Tuesday, September 19, 2006

Everything Happens for a Reason:

Today was a very busy day as since morning I was just into my work. It's like 2:00 at night that I m getting time to relax. From morning itself, labs, lectures and the whole of the remaining time in preparing thr SRS document of the project. When I started the document, I thought that our strategy was wrong of making whole document by a pair of person out of a team of 10 members. Instead, I thought that the strategy followed by the other groups of dividing the parts of the document amongst the group members was a better idea. But, when I am reaching now almost at the end of the document I really feel that whatever strategy we decided was better than others in my perspective, as the quality, flow and consistency of the document is maintained thourghout and no effort and headache of integration of parts and to review for making sure about non-conflicting statements checks. And, at the end the quality of the document and the work satisfaction feeling is really priceless for me. Thus, today I observed the effect of famous saying "Whatever Happens, Happens for Good".

I also had negative outcomes in relationships from few days back and was feeling guilty for the thought that may be I might have committed some fault or the situations were faulty for which I did'nt like to accept the things happened. As, I don't like hurting and break-ups in realtions. So, I was bit upset for spoling few of my relations in the last fortnight or so. But then now when I get to find some few hidden and hard-to-believe realities of those people with whom my relations were spoiled, I feel thankful to god for whatever the results he had destined to those realtions.

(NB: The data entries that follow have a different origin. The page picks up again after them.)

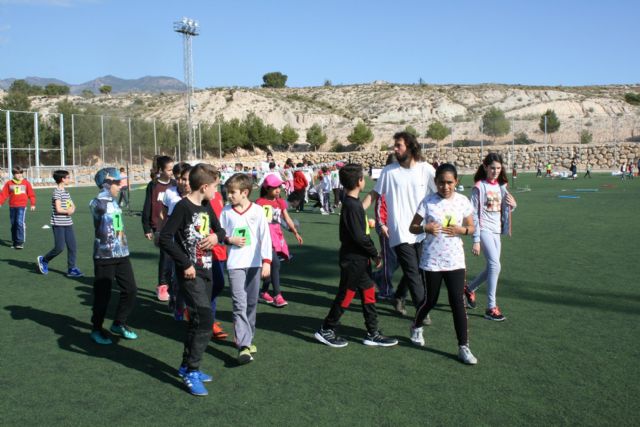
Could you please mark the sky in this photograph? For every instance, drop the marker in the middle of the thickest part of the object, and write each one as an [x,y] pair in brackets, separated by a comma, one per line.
[542,42]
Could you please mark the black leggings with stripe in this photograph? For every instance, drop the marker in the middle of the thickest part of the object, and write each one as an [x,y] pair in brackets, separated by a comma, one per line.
[454,280]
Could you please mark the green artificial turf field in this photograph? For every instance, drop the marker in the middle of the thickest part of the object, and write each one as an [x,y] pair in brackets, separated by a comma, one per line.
[566,354]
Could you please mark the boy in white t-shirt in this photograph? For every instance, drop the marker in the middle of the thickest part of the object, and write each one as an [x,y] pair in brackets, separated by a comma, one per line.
[248,261]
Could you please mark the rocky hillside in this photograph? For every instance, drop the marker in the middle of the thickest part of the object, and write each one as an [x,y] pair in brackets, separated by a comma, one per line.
[387,108]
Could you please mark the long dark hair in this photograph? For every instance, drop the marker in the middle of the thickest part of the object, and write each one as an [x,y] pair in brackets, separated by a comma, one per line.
[411,142]
[481,173]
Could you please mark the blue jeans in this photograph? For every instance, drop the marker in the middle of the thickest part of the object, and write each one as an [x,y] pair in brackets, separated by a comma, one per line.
[63,236]
[16,216]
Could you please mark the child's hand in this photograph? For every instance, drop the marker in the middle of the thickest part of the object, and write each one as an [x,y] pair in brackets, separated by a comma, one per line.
[433,228]
[475,249]
[266,270]
[237,241]
[208,242]
[190,273]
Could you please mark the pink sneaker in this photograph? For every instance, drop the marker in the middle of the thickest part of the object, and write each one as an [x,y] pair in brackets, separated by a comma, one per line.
[162,292]
[279,301]
[266,298]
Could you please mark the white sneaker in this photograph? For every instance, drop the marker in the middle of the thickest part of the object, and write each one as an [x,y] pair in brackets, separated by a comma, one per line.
[416,336]
[465,355]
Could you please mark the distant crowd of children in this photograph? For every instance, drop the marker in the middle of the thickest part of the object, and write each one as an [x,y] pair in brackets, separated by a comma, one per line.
[200,237]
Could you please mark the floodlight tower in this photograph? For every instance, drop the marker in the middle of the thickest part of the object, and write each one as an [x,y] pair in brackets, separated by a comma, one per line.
[189,28]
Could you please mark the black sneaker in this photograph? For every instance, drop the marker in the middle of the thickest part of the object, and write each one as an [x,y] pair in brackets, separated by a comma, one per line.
[329,337]
[399,306]
[379,340]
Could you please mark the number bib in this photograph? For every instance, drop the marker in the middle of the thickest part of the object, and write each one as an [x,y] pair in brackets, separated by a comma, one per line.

I now even more confidently believe "Whatever Happens,Happens for the Good".

God always take care of our all things and keeping in mind the risk factors, he has writes our destiny. When things happen which are not being expected by us, we blame and curse the moments and situations of that time.But, when in future you look back, you will feel that what had happened was perfectly sequenced to get you in a good state. And the moments which you had cursed becomes kind of blessings. Well, it's easy to write and suggest that "All things happens for a reason which always lead to some good in future", but when time really tests us, we fail.But from now onwardsIi will try my best for not cursing any situations though bad one and would find some good reward which might have been a target of long-term vision of god. As, cursing is not going to change the destiny for me.

Well here I remeber a very effective quote which has changed my thing a lot:

"I can't choose how I feel, but I can choose what I do about it."

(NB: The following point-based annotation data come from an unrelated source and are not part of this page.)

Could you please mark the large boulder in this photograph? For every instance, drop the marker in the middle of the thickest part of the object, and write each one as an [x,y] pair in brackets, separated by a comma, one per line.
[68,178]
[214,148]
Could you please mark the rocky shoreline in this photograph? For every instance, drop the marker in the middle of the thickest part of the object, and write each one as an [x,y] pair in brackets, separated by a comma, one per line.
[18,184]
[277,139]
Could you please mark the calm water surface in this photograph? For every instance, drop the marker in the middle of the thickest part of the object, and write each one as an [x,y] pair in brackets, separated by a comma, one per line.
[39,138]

Just change in approach and feel happy and good from inside.It has really worked for me.

Saturday, September 09, 2006

Discovering Peace:

Today, after many days i went to a temple which is almost 5 and 1/2 km from my institute. Such a beutiful place. It is on the bank of sabarmati and has a crystal shivling.
Found the place really peaceful as well as beautiful. I needed this kind of break from my daily routine. Sometimes I feel so much lucky to be in such a beautiful campus, but pity my lifestlye here which does not give place to some time slot in which i can enjoy the beauty of such a pretty campus.

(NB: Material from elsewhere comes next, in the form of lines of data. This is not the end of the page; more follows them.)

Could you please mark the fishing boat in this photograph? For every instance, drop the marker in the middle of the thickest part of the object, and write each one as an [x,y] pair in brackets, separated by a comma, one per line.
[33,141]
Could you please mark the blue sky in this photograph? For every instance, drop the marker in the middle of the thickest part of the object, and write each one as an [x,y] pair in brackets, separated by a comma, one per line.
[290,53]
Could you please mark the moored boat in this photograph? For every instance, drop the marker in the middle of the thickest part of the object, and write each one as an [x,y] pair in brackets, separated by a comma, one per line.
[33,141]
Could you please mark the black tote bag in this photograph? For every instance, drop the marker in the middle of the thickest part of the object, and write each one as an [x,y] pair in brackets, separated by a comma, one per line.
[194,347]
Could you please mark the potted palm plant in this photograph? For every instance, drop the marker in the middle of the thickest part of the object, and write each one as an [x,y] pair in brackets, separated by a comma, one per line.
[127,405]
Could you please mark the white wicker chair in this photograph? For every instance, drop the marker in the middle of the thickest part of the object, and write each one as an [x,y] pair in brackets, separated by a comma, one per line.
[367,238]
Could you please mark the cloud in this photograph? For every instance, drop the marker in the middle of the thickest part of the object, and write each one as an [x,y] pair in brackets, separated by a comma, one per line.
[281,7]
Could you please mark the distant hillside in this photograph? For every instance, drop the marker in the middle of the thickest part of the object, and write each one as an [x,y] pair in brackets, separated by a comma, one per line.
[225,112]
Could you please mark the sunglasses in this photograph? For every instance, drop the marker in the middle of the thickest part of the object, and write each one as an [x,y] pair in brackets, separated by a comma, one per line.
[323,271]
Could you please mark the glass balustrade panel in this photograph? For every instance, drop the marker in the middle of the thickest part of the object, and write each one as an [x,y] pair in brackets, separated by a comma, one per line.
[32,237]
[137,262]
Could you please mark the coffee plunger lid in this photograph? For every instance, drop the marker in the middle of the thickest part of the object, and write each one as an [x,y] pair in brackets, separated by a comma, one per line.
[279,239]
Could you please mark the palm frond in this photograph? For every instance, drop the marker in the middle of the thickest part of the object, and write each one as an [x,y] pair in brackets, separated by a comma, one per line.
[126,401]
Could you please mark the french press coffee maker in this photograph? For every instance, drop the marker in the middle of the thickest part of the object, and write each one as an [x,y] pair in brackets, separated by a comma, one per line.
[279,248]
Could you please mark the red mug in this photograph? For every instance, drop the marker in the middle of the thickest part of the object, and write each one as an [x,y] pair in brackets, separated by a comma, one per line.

Two days before i got my first job's offer letter. We are 29 students from the class placed in the same company.Everybody was excited to get the letter, but i did't feel that happiness. At night in the bed i was thinking on this issue. Why i did't feel happy about my first job? Infact, it's an excellent company with a good pay and nice working evironment, but then still why i was not feeling that happiness which all my peers felt. May be this is not what i wanted, and actually that's true. I wanted to do my M.B.A. and not job right now. But, due to few factors it is postponed by 1 year. Another reson for not being happy was the kind of work which i will have to do. Actually, I am good at programming but i don't like it. I want to go on the management and designing side. But, for start this is too much to expect. I feel really confused and loaded by this issue upto certain extent.

Well, but after visiting the temple, i kind of feel bit light from inside. Something inside me is ensuring me that I will deal out with everything and will successfully reach to my destined target. I think such kind of visits are neccesary for me as i don't know what but something really boosts up my moral after such visits.

The feeling inside me right now is like:

"One is not alone, there is always some unkown strong power that guides you in tough and confusing times."